Consumers with high-deductible health plans are not as satisfied with their coverage as those with traditional plans. Two-thirds of traditional plan enrollees were extremely or very satisfied with their overall health plan, compared with just more than half of HDHP enrollees, the EBRI/Greenwald Research Consumer Engagement in Health Care Survey found.
“Lack of experience with their health coverage may account — at least in part — for this difference,” according to the survey report. “Higher out-of-pocket costs may also contribute to the difference in satisfaction, but other disconnects exist.”
There also is a discrepancy in how participants feel about prices:
- Sixty-three percent of traditional plan enrollees were satisfied with the cost of prescription drugs, compared with 47% of HDHP participants.
- When it comes to other health care services, 57% were happy with the cost they pay, while only 47% of those with HDHP plans were.
However, satisfaction levels among HDHP enrollees almost doubled when tenure with their health plan went from less than one year to three or more years. The percentage reporting that they were extremely or very satisfied with their HDHP increased from 32% to 58%. In contrast, among traditional plan enrollees, satisfaction increased only from 56% to 71%.
HDHP enrollees were more likely than traditional plan enrollees to report that they had a choice of plan. Twenty-nine percent of HDHP enrollees reported that they had three health plans to choose from, compared with 17% among traditional plan enrollees. However, HDHP enrollees were less likely to be extremely or very satisfied with the number of health plans they were offered during open enrollment.
The survey also asked respondents how they select a health plan:
- Most enrollees spent less than an hour on their health plan during open enrollment, although HDHP enrollees spend more time than traditional plan enrollees.

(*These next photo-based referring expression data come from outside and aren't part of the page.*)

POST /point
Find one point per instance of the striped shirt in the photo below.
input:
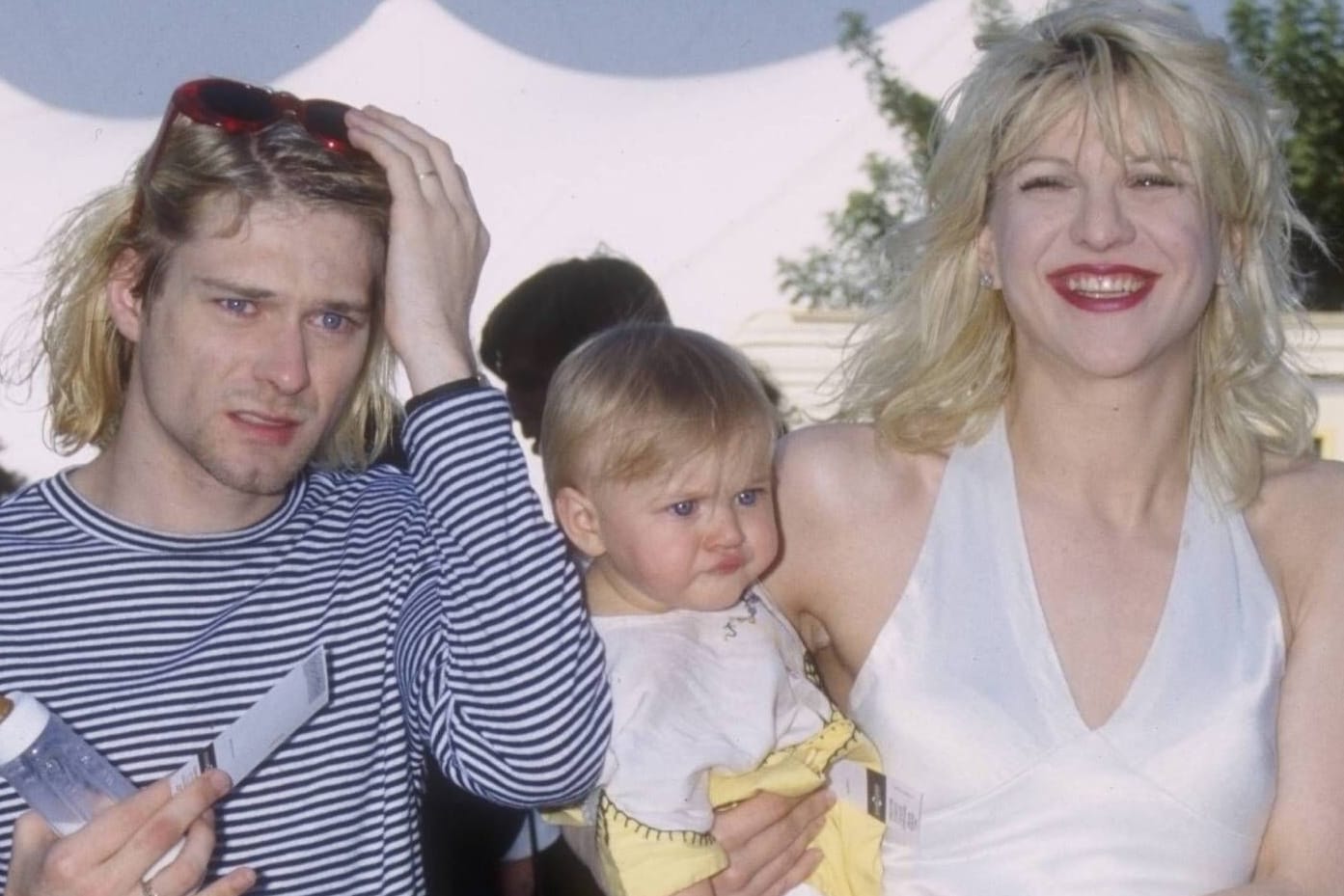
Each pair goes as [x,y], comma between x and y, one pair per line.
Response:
[449,611]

- About 1 in 5 privately insured Americans were automatically reenrolled, although just 16% of high-deductible plan owners report they had passive enrollment.
- HDHP enrollees were more likely than traditional plan enrollees to use employer-provided tools to pick their health plan.
- Fifty-eight percent of HDHP enrollees used their annual employee benefits guide and 41% used their online portal, compared with 38% and 29% among traditional plan enrollees.
- Satisfaction with open enrollment is high. Ninety percent were either extremely or very satisfied (58%) or somewhat satisfied (32%) with the overall process.